= Heidelberg University Eye Clinic =

The Heidelberg University Eye Hospital (Augenklinik in German) is one of twelve hospitals or clinics that make up the Heidelberg University Hospital. It is one of the most renowned and oldest Eye Hospitals in the Federal Republic of Germany with a lineage of ophthalmic surgeons of international standing. Located in the Kopfklinik on the Im Neuenheimerfeld Campus of the University of Heidelberg, it was prior to that in the city's Bergheim district. 2018 represents 150 years since the appointment of the first professorial chair in ophthalmology and the first building of the University Hospital Eye Clinic. One of the most famous alumni of the Heidelberg Eye Hospital was Dr José Rizal, (1861–1896), the Filipino martyr and national hero.

== History of Heidelberg University Eye Hospital ==
The tradition of the practice of ophthalmic surgery and training in the specialty in Heidelberg can be traced back to at least 1818 when Maximillian Joseph von Chelius was nominated for the first professorial chair for surgery and ophthalmic surgery. At that time ophthalmology was part of the department of surgery.

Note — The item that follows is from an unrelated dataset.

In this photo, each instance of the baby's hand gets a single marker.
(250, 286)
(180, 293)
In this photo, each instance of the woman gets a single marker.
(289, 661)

But Chelius specialized in ophthalmic surgery and he is regarded as the father of ophthalmology in Heidelberg. In the 1860s Prof. Hermann Knapp made architectural plans for the first Eye Clinic building. Prof. Otto Becker took the first official chair in Ophthalmology in the University Hospital Eye Clinic, in 1868.

Notable dates and list of eye surgeons and medical directors of the Heidelberg University Eye Clinic:

- 1818 to 1864 Maximilian Josef Chelius is appointed to the first professorial chair of surgery and ophthalmic surgery.
- 1861 to 1868 Hermann Knapp
- 1868 Foundation of the Heidelberg University Eye Hospital
- 1868 to 1890 Otto Becker
- 1890 to 1910 Theodor Leber
- 1910 to 1934 August Wagenmann
- 1934 to 1957 Ernst Engelking
- 1958 to 1986 Wolfgang Jäger
- 1986 to 2009 Hans-Eberhard Völcker
- 2009 to present Gerd Uwe Auffarth

The Heidelberg University Eye Hospital is celebrating in 2018 its 150th anniversary.

== Jose Rizal ==

One of the most famous alumni of the Heidelberg Eye Hospital was Dr José Rizal, (1861–1896), the Filipino martyr and national hero from the time of the closing period of Spanish colonial rule of the Philippines. Rizal was an ophthalmologist who had trained in Europe, in Madrid, Paris, Berlin and Heidelberg.

In 1886 he came from Paris to Heidelberg to study under Prof. Dr. Otto Becker. It was in Heidelberg that he learned to use the newly invented ophthalmoscope (invented by the Heidelberg University Professor of Physiology from 1858 to 1871 Hermann von Helmholtz) to later operate on his own mother's eye. He lived in a Karlstraße boarding house then moved to Ludwigsplatz (now called Grabengasse). While in Heidelberg, Rizal wrote his parents: "I spend half of the day in the study of German and the other half, in the diseases of the eye. Twice a week, I go to the bierbrauerie, or beerhall, to speak German with my student friends."

In 1887, the 25-year-old Rizal completed his ophthalmic specialisation .

A plaque dedicated to his memory is placed on the front wall of the Old Building of the Eye Hospital at Bergheimer Straße 20.